Renée sourit à travers ses larmes en regardant sa fille.

— Tu sais bien que je veux son bonheur avant tout, dit-elle.

Marie se jeta dans ses bras, et cacha dans les vêtemens de sa mère sa figure rougissante. Jean souriait, mais il avait les yeux humides.

— Et moi, dit-il, ne me remercieras-tu pas, Marie, d’avoir arrangé une affaire si difficile ? Ton Étienne m’a-t-il chassé de ton cœur ? Est-ce que tu n’aimes plus ton frère ?

Marie se tourna vers lui ; le frère et la sœur s’embrassèrent tendrement ; puis Jean se leva en étouffant un soupir.

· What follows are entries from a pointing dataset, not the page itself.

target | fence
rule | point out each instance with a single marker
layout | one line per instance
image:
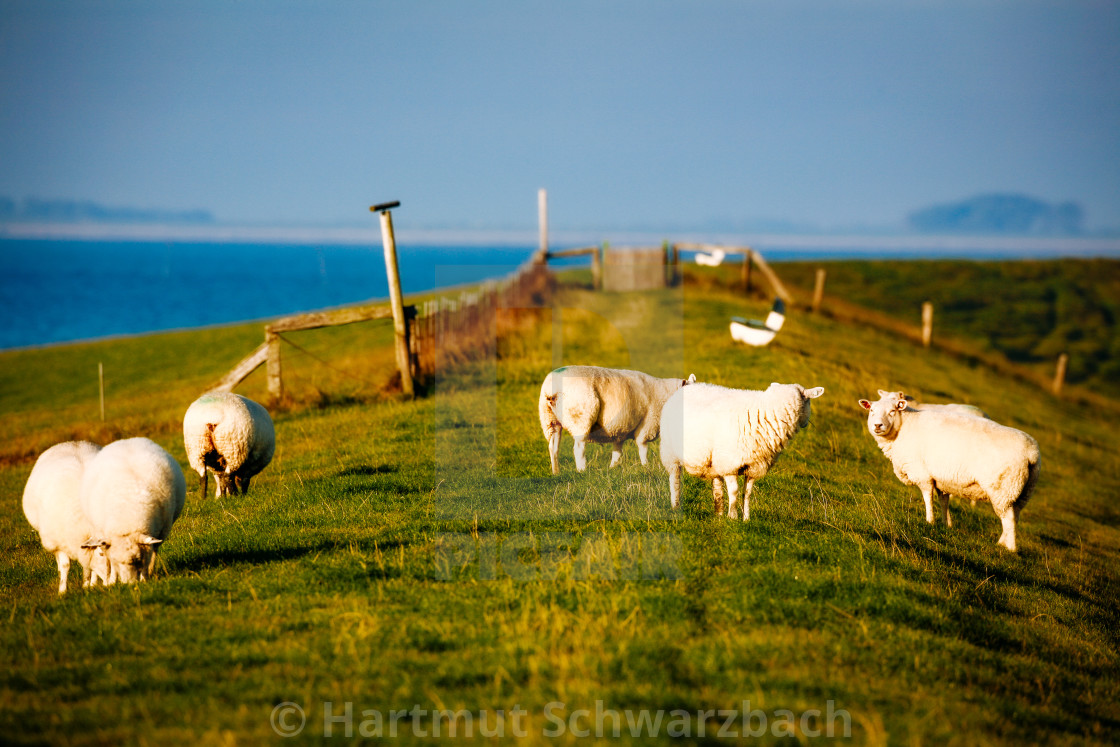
(437, 332)
(655, 267)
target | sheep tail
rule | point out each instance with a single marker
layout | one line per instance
(549, 421)
(1034, 460)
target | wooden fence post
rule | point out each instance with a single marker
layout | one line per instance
(542, 214)
(926, 324)
(819, 290)
(272, 364)
(400, 323)
(1063, 361)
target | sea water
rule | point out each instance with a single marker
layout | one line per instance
(54, 291)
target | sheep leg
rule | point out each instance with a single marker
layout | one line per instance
(748, 486)
(927, 495)
(580, 459)
(674, 485)
(1010, 520)
(717, 494)
(616, 454)
(733, 494)
(150, 566)
(63, 570)
(554, 450)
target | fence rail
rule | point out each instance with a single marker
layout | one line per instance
(438, 332)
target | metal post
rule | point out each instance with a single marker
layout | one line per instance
(926, 324)
(395, 299)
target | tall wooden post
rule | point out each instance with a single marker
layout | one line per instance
(542, 213)
(819, 290)
(101, 388)
(926, 324)
(395, 299)
(272, 365)
(1063, 361)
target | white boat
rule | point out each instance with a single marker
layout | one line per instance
(757, 333)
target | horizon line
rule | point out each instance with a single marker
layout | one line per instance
(852, 241)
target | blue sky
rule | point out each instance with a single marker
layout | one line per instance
(634, 114)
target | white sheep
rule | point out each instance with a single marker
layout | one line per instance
(604, 405)
(230, 435)
(53, 505)
(715, 433)
(944, 453)
(951, 407)
(132, 492)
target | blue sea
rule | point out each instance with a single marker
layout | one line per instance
(55, 291)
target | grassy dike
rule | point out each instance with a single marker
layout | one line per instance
(417, 556)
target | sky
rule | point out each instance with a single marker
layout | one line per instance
(640, 114)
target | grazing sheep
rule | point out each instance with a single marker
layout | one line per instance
(53, 505)
(945, 451)
(132, 493)
(604, 405)
(230, 435)
(717, 432)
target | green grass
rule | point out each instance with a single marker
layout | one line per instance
(1029, 311)
(402, 553)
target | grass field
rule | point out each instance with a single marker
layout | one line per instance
(400, 558)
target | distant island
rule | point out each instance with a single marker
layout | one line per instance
(1002, 214)
(70, 211)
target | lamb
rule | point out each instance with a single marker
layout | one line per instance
(132, 493)
(230, 435)
(604, 405)
(717, 432)
(53, 506)
(943, 453)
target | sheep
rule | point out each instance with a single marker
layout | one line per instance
(132, 493)
(604, 405)
(716, 432)
(230, 435)
(53, 506)
(952, 407)
(945, 451)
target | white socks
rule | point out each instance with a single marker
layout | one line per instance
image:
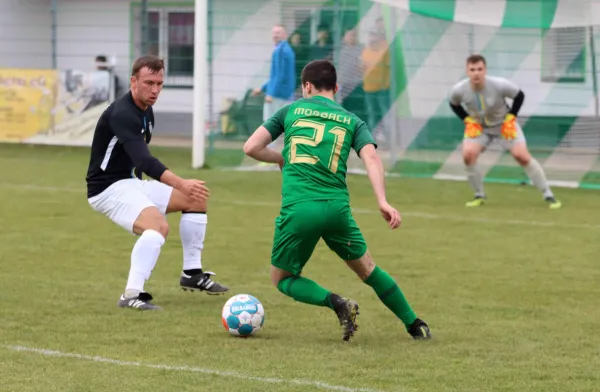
(143, 259)
(192, 230)
(536, 174)
(475, 179)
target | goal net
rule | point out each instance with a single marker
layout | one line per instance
(548, 48)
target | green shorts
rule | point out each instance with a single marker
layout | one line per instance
(299, 227)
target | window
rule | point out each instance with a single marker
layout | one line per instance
(564, 55)
(170, 35)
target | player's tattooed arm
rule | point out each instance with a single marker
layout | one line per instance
(257, 147)
(376, 174)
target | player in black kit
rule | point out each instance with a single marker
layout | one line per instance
(119, 156)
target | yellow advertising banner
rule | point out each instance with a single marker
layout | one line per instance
(27, 100)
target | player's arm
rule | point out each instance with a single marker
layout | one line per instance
(125, 126)
(455, 104)
(256, 146)
(364, 145)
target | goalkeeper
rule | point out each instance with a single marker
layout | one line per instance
(488, 117)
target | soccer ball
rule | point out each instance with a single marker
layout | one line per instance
(243, 315)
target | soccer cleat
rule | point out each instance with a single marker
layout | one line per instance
(202, 282)
(141, 302)
(347, 310)
(476, 202)
(419, 330)
(553, 204)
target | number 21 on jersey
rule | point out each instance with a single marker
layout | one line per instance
(319, 132)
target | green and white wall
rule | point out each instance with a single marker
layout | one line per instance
(430, 40)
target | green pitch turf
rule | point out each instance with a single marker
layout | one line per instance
(510, 291)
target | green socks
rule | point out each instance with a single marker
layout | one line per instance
(305, 291)
(390, 294)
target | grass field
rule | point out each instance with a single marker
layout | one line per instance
(510, 291)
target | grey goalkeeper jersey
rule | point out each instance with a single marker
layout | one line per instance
(488, 106)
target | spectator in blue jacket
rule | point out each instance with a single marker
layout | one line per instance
(279, 89)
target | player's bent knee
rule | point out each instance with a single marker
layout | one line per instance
(521, 154)
(180, 202)
(470, 155)
(362, 267)
(277, 275)
(151, 219)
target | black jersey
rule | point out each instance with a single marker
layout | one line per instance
(120, 146)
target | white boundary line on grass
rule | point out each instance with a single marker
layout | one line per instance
(187, 369)
(415, 214)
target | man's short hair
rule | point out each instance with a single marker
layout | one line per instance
(153, 63)
(321, 74)
(476, 58)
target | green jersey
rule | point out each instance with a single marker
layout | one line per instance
(319, 134)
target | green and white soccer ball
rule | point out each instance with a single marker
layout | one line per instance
(243, 315)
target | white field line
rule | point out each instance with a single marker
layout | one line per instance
(188, 369)
(413, 214)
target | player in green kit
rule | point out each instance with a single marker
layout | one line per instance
(319, 136)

— Il est tard, dit-il en regardant à la lueur du feu les aiguilles d’une grosse montre en argent qui avait appartenu à son père, et qui était attachée à une chaîne de même métal ; il est deux heures déjà ! le rendez-vous est pour quatre heures. Il me faut vous quitter. Adieu, ma mère ; adieu, Marie ; au revoir… j’espère… Il alla reprendre son fusil. Sa mère était debout, pâle et émue. Toutes les paroles de mauvais augure prononcées par son fils lui étaient tombées sur le cœur comme un poids de glace. Marie, tremblante de mille émotions diverses, pleurait la tête appuyée contre la cheminée. Jean promena sur les objets qui l’entouraient un lent regard qui finit par s’arrêter sur sa mère et sa sœur. Un mouvement convulsif agita sa noble physionomie ; deux grosses larmes s’arrêtèrent au bord de ses paupières ; il fit un effort pour maîtriser son émotion, et passa rapidement la main sur ses yeux.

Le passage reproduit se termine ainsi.